Redefining and Simplifying Network Security
Constantly changing application environments make network security more complex. Modern continuous integration and continuous delivery (CI/CD) applications necessitate tighter coordination among developers, security, and network teams to ensure application environments and workloads are secure, firewalls are appropriately configured, and policies are integrated. Otherwise, vulnerabilities and misconfigurations in these constantly changing environments leave doors open for potential threat actors. Redefining and simplifying network security, Cisco today announced:
- Industry-first Integrated Network and Workload Security: Cisco Secure Workload dynamically informs Cisco Secure Firewall of required policy changes and provides comprehensive visibility and control, no matter where applications are located.

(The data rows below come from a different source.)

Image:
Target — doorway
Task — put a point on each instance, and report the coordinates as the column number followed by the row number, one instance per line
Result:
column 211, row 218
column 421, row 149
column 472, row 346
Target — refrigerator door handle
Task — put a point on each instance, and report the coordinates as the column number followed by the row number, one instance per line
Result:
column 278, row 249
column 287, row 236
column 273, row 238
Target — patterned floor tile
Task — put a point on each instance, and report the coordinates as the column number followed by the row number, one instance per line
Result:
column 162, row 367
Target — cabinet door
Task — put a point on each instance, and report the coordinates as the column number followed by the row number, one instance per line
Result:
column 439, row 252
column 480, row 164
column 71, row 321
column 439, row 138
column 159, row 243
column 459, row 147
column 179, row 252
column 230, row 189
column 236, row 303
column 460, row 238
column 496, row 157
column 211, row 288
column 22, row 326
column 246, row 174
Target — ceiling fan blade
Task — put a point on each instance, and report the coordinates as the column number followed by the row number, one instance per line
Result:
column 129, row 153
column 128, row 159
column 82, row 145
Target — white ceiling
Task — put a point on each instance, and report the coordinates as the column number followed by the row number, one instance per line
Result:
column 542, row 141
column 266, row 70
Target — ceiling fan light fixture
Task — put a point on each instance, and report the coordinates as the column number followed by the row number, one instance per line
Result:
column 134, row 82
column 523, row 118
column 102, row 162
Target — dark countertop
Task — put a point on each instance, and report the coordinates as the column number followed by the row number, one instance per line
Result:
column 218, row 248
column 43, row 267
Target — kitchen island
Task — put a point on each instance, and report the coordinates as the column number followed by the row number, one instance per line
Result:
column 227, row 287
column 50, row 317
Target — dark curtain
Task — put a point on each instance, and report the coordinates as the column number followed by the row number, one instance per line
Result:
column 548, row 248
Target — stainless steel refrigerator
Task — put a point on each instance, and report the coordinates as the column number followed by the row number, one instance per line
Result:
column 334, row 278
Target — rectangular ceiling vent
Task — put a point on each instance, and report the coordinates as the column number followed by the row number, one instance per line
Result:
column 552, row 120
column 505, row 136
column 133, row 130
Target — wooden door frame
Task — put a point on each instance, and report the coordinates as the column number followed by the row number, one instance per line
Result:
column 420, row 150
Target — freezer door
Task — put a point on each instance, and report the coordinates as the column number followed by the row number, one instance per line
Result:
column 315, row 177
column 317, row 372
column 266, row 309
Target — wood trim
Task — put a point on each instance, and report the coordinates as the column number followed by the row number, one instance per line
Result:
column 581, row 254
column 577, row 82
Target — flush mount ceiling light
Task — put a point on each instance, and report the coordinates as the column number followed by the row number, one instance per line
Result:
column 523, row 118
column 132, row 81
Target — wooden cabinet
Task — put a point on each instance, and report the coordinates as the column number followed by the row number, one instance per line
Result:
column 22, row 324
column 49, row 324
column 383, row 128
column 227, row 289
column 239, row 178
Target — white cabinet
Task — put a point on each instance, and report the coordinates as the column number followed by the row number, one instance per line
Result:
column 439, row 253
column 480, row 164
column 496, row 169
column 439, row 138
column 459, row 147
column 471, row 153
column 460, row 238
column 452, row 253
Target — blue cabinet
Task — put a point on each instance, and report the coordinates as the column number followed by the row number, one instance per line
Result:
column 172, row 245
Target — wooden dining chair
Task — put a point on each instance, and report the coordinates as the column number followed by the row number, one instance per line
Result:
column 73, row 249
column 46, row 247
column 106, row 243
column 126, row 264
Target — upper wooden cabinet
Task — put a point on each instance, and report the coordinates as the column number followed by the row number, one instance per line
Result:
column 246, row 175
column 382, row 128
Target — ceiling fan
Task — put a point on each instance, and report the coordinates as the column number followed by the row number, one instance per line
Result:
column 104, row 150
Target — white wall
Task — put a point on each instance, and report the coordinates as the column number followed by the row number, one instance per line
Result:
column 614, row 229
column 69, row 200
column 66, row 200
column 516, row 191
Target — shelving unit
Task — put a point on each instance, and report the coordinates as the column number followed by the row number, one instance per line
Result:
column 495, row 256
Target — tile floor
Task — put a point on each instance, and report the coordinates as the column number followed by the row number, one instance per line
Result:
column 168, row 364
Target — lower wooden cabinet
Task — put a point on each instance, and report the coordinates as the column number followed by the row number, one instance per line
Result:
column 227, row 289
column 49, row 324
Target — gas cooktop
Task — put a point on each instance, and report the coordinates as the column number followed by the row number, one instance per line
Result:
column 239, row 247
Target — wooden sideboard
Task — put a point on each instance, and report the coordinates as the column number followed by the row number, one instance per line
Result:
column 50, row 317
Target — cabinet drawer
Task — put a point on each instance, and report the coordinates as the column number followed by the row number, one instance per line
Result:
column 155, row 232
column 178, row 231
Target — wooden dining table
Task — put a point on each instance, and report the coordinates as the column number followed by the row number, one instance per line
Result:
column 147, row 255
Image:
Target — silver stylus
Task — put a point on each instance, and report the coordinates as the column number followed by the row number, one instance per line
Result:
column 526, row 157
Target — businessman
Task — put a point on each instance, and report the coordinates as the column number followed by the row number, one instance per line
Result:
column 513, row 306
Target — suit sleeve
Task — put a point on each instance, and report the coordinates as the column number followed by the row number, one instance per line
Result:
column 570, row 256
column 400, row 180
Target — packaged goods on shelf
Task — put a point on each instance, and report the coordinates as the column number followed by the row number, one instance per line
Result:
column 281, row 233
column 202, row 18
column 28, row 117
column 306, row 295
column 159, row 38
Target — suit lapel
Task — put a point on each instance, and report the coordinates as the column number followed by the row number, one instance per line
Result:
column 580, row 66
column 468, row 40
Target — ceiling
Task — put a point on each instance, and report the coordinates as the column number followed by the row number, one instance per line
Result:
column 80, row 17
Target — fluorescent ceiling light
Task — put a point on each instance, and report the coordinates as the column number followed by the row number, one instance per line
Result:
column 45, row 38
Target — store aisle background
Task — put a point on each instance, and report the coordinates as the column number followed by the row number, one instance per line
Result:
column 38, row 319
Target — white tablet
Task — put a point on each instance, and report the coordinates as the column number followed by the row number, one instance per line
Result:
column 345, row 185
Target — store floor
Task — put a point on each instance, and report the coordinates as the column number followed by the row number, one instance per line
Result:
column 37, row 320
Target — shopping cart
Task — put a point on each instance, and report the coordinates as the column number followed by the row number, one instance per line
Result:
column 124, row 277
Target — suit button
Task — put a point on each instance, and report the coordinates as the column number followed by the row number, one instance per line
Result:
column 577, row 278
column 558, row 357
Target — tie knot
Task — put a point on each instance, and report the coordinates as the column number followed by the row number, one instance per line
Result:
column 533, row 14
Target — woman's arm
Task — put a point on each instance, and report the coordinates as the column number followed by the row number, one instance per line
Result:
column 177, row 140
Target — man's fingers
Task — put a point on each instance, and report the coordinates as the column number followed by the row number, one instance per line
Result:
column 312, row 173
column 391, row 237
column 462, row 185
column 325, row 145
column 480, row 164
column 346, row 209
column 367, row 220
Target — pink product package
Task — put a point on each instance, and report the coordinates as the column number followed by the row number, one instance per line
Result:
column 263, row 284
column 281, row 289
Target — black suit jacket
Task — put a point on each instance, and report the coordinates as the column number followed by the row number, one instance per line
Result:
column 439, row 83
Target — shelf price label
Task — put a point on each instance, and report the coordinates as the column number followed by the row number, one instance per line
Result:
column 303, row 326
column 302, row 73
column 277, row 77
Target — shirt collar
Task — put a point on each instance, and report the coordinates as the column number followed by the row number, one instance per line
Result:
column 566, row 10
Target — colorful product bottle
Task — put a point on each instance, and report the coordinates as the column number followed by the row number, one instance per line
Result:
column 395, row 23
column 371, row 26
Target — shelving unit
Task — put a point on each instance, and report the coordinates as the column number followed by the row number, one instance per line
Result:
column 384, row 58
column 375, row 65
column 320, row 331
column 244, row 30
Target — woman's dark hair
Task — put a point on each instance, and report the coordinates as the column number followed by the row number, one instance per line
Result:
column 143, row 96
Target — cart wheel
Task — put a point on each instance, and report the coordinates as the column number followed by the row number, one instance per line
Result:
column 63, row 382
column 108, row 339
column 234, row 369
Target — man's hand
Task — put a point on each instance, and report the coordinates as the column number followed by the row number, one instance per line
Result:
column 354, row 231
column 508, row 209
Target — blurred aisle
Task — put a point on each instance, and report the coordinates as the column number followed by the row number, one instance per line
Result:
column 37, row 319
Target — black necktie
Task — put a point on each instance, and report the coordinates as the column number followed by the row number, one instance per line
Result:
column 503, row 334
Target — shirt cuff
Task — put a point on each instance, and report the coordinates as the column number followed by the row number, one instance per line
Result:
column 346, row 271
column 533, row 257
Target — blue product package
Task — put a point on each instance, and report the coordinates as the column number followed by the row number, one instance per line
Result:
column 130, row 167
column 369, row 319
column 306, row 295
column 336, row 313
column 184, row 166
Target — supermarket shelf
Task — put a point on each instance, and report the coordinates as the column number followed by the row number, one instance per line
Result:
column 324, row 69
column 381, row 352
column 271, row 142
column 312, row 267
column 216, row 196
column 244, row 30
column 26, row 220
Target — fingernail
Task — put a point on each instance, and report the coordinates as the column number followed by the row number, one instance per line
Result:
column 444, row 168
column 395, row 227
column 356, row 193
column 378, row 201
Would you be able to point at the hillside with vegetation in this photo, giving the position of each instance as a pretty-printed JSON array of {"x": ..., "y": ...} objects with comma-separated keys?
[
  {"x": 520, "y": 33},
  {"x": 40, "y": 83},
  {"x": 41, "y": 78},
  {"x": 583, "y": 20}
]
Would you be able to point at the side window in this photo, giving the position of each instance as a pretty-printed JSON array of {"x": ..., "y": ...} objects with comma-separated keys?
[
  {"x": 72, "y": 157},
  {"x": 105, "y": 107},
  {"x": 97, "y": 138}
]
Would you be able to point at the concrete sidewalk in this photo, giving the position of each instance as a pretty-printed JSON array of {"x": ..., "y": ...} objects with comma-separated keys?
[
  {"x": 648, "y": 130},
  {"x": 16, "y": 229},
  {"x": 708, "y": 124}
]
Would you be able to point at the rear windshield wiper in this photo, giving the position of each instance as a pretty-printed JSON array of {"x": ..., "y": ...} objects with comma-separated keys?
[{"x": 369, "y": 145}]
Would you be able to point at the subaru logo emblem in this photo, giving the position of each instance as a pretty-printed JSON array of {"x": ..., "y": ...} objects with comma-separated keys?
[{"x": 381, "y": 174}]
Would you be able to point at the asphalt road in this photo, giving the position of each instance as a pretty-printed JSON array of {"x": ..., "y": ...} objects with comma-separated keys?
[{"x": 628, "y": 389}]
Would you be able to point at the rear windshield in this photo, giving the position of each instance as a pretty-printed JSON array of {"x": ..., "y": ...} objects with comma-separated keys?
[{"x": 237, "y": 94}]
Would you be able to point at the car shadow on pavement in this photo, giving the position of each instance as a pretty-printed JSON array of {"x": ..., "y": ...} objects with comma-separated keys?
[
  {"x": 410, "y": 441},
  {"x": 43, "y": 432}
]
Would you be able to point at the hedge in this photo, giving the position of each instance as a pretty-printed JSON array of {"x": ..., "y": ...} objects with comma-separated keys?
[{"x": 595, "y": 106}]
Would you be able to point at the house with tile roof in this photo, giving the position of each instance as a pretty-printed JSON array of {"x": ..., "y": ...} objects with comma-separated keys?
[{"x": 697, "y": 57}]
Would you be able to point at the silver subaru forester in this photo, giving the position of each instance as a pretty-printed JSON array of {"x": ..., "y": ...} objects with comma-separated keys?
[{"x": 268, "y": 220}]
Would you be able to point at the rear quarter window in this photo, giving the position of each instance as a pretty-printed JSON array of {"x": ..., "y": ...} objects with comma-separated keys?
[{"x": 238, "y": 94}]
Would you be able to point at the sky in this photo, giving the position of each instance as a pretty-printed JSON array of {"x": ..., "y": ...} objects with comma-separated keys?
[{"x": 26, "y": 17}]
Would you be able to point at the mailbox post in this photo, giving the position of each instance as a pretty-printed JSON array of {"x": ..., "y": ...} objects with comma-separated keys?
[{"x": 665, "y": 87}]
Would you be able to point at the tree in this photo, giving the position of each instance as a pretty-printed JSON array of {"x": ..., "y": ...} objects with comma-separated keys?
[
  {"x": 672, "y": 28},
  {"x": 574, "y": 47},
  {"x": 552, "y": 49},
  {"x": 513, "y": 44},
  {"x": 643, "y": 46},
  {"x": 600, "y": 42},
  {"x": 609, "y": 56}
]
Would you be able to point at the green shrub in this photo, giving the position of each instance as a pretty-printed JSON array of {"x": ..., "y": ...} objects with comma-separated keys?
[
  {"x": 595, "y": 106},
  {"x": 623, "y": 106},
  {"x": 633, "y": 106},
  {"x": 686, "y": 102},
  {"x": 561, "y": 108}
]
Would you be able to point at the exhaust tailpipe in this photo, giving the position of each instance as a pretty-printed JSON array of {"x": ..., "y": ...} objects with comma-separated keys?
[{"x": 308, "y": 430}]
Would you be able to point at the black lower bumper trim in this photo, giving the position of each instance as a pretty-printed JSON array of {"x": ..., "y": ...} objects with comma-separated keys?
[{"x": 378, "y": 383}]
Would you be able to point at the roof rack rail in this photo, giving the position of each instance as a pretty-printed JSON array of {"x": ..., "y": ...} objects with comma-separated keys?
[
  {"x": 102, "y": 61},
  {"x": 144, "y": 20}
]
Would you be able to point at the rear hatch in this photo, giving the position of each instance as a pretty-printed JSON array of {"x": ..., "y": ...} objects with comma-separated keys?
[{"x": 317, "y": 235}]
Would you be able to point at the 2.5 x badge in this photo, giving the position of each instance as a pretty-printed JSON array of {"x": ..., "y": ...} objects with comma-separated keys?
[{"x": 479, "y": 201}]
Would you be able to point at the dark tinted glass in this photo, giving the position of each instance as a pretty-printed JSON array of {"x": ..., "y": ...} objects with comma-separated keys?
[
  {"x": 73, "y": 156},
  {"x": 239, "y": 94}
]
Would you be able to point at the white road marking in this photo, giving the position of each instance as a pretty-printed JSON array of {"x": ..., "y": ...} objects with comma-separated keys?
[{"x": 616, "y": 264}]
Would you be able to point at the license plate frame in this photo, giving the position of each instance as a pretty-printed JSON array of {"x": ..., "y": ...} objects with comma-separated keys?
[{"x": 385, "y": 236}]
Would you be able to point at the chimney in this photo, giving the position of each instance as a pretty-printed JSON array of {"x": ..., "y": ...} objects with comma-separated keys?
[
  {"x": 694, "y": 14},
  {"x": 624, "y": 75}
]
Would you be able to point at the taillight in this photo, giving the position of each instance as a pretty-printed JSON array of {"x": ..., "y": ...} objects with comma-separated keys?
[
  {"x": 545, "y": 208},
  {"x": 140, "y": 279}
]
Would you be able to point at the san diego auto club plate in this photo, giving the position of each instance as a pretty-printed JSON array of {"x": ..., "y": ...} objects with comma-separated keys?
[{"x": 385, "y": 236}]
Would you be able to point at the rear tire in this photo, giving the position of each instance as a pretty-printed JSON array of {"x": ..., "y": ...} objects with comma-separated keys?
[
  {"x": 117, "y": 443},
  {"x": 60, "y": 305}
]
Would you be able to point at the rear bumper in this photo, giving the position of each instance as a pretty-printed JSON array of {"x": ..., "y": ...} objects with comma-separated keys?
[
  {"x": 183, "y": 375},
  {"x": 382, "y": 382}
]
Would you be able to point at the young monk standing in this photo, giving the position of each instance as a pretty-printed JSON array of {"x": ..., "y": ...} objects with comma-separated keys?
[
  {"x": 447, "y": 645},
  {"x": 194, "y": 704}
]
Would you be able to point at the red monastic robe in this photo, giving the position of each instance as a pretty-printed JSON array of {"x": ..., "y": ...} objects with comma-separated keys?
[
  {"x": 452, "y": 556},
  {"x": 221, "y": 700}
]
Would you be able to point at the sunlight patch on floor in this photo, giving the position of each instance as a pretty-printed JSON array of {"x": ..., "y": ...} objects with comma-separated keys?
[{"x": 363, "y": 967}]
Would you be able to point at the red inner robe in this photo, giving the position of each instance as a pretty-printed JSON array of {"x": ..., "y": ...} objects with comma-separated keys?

- Upgraded Threat Defense: Secure Firewall Threat Defense 7.0, delivers better efficacy with Snort 3 IPS, the world-leading threat protection platform which defined next generation intrusion prevention systems (NGIPS). Snort is now deployed across 800K+ Cisco devices, and the open-sourced Snort engine has seen over 8M+ downloads with 750K+ active users. It includes the flexibility to create robust policies in dynamic environments where fixed IP addresses don’t exist, and performance gains up to 30 percent on most appliances. (Snort 3 is also now featured in Cisco SD-WAN powered by Meraki and Umbrella. The addition of the SecureX ribbon to Secure Firewall Management Center also further simplifies detection and response.
- Introducing Cisco Secure Firewall Cloud Native: Purpose-built for Kubernetes environments, Cisco Secure Firewall Cloud Native is developer-friendly, and the most elastic firewall Cisco has ever built.